Selling the Sink
The complex role that Canada’s forests play in the earth’s carbon balance should give even the most extreme environmentalists pause for thought. I say should, because first they’d have to approach the issue with intellectual honesty and an interest in the real issue of global warming. Often, however, public discussion has little to do with the emerging carbon balance debate, and everything to do with the decades-old debate over forest conservation.
In a recent CanWest News Service article on global warming and the role played by Canada’s vast boreal forest, Susan Casey-Lefkowitz, director of the Natural Resources Defence Council’s Canada Program, told the reporter that “Canada’s boreal region is a life support system for the planet because of its key role in Carbon storage.” Not to be outdone, Tzeporah Berman of BC’s ForestEthics opined that the boreal is “to carbon what Fort Knox is to gold.”
Then like gold, the only way to protect this crucial carbon is to lock it away. Sure enough, the coalition these two groups belong to want at least 50% of Canada’s boreal preserved in the name of mitigating global warming.
Except it won’t. In fact, it might make things worse. Unlike gold, that most stable of elements, the boreal is a complex, changing, living environment whose relationship with the global climate is also complex and changing. Young forests act as better carbon sinks than older ones, while burning forests can turn the whole equation upside down. For example, according to Natural Resources Canada, our vast forests were actually net carbon emitters in 2005 thanks to a bad fire year. Lock the entire boreal up if you want, but not in the name of a better carbon balance.
Nor would such a decision be made in a vacuum. Even if we let 50% of the boreal age, rot, or burn, the global demand for building materials and paper products will not vanish. That wood will come from somewhere, or worse, be replaced by steel, aluminum, concrete, plastics, materials with far worse relationships to the carbon balance that Berman and others feign so much concern for.
We in the solid wood sector have a real edge, as our products tend to tie up carbon longer than most (100 plus years), and the alternatives are certainly less friendly. Builders are increasingly going to look for green credits in the materials they use, with green building certification schemes basically demanding it. Using wood from certified forests already gains builders points in the latest National Association of Homebuilders certification scoring system, just released in February 2008 (www.nahbgreen.org), but we need to continue to promote the benefits of wood as a carbon-neutral solution. Certainly, don’t expect steel, plastics or concrete to just roll over and let us have the market. In fact, the first two are sponsors at the upcoming National Green Building Conference in New Orleans this May 11-13, while wood products players are noticeably absent (just what are we spending the millions of duty money slated for wood promotion on?).
Back in the woods, sustainable forest management and harvesting activities will certainly result in local, short-term carbon losses but, unlike alternative building materials, that is just the beginning of the story. Wood products manufacturing also captures a great deal of carbon for decades or centuries, depending on the product and end use.
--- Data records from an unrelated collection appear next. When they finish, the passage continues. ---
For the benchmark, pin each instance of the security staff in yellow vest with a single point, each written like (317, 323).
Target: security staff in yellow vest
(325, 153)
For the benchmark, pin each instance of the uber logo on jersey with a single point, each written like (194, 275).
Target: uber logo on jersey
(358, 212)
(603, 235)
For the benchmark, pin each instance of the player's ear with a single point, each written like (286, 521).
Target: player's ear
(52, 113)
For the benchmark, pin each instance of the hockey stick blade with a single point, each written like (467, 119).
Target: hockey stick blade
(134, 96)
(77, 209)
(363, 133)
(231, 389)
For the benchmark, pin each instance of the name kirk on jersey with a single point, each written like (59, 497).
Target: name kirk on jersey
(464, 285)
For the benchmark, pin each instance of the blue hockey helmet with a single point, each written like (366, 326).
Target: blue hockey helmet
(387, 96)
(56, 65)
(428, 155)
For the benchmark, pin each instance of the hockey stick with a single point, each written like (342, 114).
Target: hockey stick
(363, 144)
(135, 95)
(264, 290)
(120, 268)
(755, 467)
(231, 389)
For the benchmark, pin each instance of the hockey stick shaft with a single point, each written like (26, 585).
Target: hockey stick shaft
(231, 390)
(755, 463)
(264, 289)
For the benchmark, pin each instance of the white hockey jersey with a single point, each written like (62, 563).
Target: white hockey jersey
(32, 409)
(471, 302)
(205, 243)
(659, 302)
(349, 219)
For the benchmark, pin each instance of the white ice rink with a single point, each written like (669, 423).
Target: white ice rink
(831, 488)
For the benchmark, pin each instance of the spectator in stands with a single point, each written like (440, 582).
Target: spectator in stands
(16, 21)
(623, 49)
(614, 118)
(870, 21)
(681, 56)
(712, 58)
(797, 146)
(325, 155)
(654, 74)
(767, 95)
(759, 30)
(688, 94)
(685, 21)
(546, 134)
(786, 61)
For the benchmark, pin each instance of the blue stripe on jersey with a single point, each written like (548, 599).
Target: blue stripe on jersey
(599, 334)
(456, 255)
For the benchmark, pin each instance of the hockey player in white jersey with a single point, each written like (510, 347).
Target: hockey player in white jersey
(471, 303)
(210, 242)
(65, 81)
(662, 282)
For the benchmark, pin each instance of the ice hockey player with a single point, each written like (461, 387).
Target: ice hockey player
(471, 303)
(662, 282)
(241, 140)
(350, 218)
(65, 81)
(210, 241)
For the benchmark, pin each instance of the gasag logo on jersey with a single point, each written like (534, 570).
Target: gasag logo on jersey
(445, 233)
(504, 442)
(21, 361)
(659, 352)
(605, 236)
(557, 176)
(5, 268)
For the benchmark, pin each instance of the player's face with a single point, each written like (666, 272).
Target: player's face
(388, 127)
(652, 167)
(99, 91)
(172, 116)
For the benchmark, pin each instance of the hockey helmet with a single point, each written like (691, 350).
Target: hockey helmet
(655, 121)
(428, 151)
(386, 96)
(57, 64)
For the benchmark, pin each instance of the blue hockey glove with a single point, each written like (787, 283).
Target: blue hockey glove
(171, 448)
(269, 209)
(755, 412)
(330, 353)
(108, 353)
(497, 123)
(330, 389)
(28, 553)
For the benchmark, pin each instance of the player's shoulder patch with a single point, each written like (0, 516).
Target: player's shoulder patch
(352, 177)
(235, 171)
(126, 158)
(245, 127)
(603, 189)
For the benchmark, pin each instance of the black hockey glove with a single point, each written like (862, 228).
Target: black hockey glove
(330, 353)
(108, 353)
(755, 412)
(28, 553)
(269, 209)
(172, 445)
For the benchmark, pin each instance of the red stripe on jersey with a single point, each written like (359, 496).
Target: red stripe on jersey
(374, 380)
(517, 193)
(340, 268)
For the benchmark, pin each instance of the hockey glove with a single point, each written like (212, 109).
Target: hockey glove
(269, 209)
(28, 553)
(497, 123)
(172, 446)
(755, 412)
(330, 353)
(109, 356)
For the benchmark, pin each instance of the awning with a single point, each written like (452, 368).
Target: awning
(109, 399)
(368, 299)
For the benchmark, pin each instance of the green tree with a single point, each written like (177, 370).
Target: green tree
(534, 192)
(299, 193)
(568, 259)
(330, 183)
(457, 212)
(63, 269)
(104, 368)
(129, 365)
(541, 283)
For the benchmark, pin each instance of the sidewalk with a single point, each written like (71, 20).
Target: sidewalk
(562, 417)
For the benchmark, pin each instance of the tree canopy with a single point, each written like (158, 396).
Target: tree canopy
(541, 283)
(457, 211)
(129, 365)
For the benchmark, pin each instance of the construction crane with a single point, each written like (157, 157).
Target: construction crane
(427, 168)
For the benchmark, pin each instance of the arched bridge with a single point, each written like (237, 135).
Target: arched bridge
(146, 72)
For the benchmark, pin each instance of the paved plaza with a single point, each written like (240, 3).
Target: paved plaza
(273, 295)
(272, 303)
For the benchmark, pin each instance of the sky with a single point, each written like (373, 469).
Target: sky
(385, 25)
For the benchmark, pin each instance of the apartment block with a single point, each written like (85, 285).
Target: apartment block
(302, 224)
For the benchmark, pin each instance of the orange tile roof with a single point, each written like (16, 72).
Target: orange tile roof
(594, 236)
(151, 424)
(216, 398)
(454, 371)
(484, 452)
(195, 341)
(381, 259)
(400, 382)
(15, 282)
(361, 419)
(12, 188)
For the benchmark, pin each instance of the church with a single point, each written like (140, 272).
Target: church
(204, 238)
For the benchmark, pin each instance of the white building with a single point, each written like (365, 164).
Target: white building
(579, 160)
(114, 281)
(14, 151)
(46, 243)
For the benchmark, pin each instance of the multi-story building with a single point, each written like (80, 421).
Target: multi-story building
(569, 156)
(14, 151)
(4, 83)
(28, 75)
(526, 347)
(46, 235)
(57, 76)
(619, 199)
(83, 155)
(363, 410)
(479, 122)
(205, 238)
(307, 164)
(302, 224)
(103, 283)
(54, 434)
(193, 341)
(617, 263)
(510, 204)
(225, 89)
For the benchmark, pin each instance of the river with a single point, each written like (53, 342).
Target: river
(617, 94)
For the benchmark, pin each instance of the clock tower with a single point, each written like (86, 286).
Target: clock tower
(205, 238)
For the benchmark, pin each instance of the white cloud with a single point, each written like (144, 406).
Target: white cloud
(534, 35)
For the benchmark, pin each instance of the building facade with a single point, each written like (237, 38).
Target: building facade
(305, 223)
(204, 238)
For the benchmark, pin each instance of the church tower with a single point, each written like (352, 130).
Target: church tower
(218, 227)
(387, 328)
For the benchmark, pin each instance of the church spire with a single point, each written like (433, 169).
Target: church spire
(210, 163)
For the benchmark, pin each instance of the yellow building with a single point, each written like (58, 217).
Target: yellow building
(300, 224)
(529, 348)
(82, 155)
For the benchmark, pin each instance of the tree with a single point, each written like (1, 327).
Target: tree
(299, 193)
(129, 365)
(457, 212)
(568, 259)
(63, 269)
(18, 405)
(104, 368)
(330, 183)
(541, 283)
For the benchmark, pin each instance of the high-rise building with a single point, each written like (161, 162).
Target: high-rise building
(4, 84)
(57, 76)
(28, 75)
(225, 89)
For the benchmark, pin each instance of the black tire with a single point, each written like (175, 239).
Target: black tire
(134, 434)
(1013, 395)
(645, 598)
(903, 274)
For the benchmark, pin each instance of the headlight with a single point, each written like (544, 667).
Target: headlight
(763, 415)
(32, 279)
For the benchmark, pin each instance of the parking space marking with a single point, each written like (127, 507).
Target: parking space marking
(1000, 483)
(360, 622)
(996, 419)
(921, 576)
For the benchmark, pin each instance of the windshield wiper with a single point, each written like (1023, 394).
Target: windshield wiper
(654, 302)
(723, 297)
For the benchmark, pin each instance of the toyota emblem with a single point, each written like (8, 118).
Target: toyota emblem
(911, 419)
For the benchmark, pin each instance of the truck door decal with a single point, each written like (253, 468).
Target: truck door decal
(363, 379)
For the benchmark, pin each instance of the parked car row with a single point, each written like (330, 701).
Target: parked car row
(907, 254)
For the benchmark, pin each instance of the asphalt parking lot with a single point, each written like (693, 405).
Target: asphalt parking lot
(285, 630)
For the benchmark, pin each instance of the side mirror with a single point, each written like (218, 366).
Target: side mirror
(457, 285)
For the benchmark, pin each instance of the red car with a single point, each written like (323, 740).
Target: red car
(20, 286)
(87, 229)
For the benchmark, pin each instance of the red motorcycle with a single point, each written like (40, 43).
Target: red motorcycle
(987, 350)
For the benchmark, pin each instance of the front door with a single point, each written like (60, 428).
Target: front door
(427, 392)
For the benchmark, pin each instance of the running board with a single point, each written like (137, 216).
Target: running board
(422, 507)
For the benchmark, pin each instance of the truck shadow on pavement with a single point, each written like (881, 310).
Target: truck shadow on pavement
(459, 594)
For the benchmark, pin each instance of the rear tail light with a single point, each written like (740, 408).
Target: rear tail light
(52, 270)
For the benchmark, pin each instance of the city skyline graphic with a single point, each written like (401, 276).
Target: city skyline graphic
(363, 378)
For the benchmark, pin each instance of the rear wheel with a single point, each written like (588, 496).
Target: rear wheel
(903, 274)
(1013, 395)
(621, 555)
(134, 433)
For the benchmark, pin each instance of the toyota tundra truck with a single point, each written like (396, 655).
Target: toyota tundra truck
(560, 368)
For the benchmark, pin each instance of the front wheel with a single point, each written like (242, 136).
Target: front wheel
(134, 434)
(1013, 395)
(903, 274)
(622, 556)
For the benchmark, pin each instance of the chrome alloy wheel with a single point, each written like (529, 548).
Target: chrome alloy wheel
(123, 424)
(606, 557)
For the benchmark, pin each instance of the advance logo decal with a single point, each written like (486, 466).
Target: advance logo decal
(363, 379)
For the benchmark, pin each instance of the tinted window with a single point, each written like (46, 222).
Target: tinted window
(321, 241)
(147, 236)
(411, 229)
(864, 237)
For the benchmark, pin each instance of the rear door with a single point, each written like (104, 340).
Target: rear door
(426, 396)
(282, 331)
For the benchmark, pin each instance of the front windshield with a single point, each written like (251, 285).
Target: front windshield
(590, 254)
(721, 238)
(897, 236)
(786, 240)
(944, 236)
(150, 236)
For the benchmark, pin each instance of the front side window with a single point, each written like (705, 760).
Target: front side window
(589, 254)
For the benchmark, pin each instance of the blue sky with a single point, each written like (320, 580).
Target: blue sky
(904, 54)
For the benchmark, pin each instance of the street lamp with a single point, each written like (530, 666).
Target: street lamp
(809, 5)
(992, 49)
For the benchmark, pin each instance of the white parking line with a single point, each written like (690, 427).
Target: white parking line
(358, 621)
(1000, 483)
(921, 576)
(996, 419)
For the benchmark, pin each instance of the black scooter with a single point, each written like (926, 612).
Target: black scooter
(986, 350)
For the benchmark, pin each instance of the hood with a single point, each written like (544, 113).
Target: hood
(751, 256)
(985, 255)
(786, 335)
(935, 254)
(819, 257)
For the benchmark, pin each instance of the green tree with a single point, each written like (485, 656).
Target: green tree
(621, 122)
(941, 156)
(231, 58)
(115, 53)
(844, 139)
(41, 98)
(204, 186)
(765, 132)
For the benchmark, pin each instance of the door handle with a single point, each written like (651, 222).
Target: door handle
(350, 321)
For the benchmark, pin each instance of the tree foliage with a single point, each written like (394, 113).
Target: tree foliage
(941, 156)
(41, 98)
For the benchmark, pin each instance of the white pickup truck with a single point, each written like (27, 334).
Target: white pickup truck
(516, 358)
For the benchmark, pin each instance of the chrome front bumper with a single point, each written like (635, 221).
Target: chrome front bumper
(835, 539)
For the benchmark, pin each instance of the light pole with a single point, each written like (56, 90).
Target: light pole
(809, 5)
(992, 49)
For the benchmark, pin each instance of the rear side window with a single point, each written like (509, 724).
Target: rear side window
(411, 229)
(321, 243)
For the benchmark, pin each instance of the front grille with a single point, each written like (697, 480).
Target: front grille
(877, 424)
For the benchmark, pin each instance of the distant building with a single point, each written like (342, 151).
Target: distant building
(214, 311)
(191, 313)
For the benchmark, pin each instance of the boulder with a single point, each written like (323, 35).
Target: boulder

The forest left behind will soon become an aggressive carbon sink again. Finally, much of the residuals (and now more and more even the harvest slash once left on site) will be used as a renewable energy alternative to fossil fuels.
The final word I’ll leave to Natural Resources Canada’s Forest Carbon Accounting website (www.carbon.cfs.nrcan.gc.ca), an excellent attempt at explaining the complexities and trade-offs often glossed over by industry and environmentalists alike.
“If the ultimate goal is to reduce the amount of carbon being emitted into the atmosphere, then the impacts of harvesting should be considered in light of carbon emissions from other sectors of the economy whose products can be used in place of forest products. Most products that are substitutes for wood products, such as aluminum, steel, and cement, require more energy to produce and consequently their production involves greater greenhouse gas emissions…Reducing harvesting would not have a large impact on carbon dioxide emissions from Canada’s forests for several reasons...Less than 0.5% of the managed forest is harvested in any given year in Canada. These areas regenerate to forest, so that in any year there is substantial new storage of carbon occurring on the areas previously harvested. As well, much of the carbon removed from the forest is stored in durable forest products, like lumber. In addition, the amount of carbon released into the atmosphere from harvesting is small compared with the amount released due to forest fires and other natural disturbances like insect infestations. The area burned annually is, on average, 2.5 times larger than the area harvested; a big portion of the carbon goes up in smoke.”
In other words, shutting down the boreal forest will not mitigate global warming at all. But maybe that was never the real goal.